The third place was taken by the University of Cape Town in South Africa.
The Chinese mainland claimed six spots in the top 20 rankings, 15 top 50, and 23 top 100 institutions.
Indian institutions make up about 10 per cent of the list, including nine top 50 places led by Punjab University in the 13th.
“China has emerged as the strongest higher education nation among the emerging economies,” said Phil Baty, editor of the Times Higher Education Rankings.
“This success comes as a result of clear political leadership and strong financial support for the academy, and should serve as a lesson for the rest of the world,” he said. “It prioritized support for leading universities back in the 1990s and it is now seeing the benefits of that support.”
Baty said China “perhaps provides a model for the other BRICS countries in terms of focused, generous funding to a selected group of leading institutions, backed by a strong campaign to attract international talent.”
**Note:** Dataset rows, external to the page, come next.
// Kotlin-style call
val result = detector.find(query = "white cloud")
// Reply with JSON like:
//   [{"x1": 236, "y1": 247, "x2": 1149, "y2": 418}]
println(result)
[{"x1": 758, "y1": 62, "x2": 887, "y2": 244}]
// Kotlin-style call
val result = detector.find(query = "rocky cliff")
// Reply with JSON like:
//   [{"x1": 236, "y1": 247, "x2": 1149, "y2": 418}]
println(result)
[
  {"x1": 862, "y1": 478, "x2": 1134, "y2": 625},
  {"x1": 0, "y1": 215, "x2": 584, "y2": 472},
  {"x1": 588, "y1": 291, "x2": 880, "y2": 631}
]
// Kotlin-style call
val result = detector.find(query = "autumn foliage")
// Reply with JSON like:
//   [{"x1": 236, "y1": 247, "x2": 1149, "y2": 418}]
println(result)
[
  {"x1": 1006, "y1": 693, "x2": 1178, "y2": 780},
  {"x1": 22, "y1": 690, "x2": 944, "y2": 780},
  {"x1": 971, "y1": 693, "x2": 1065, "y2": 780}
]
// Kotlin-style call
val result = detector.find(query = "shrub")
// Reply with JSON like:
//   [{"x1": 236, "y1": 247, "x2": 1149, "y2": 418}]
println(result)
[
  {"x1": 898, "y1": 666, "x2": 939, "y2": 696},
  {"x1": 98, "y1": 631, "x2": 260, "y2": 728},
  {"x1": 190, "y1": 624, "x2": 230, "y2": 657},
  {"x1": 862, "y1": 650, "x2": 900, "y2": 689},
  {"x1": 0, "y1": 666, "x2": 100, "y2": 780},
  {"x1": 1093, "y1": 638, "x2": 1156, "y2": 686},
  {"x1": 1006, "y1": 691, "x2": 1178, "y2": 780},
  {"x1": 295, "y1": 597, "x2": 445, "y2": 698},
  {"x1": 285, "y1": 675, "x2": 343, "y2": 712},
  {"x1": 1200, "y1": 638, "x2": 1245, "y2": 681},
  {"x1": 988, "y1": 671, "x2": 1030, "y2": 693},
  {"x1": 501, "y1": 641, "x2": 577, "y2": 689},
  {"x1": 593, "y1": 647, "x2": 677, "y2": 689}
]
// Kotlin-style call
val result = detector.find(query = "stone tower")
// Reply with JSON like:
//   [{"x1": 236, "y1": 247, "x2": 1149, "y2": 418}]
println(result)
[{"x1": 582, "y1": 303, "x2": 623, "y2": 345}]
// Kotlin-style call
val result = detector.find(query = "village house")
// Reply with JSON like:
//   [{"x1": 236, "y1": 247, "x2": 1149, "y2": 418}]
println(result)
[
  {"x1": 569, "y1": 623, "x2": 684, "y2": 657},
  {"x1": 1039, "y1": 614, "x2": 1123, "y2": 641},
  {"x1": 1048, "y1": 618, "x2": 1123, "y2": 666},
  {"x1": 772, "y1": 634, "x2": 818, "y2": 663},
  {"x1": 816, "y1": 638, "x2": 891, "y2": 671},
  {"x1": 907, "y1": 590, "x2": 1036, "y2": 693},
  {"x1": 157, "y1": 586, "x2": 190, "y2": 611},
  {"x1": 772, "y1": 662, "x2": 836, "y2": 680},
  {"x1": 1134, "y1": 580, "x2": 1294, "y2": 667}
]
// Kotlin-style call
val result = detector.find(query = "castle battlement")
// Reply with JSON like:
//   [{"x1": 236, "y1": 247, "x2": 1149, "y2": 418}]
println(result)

But according to Times, China still needs to improve by bringing in more autonomy for its educational system..
“Perhaps the final steps holding China back from true greatness in higher education are more autonomy for its universities, to allow them to be more flexible and dynamic in a global market, and further pedagogic reform, to encourage more creativity among the next generation of great scholars,” he said.
This is the world’s first ranking for universities in BRICS and other emerging economies.
According to Baty, the ranking was based on the same methodology as the World University Rankings, with 13 performance indicators in five areas used. These areas included teaching, research, citations, industry income and international outlook.
South Africa had in November proposed a substantial increase in investments to counter unemployment in BRICS nations calling for the establishment of a BRICS Youth Employment Fund to be set up by 2014.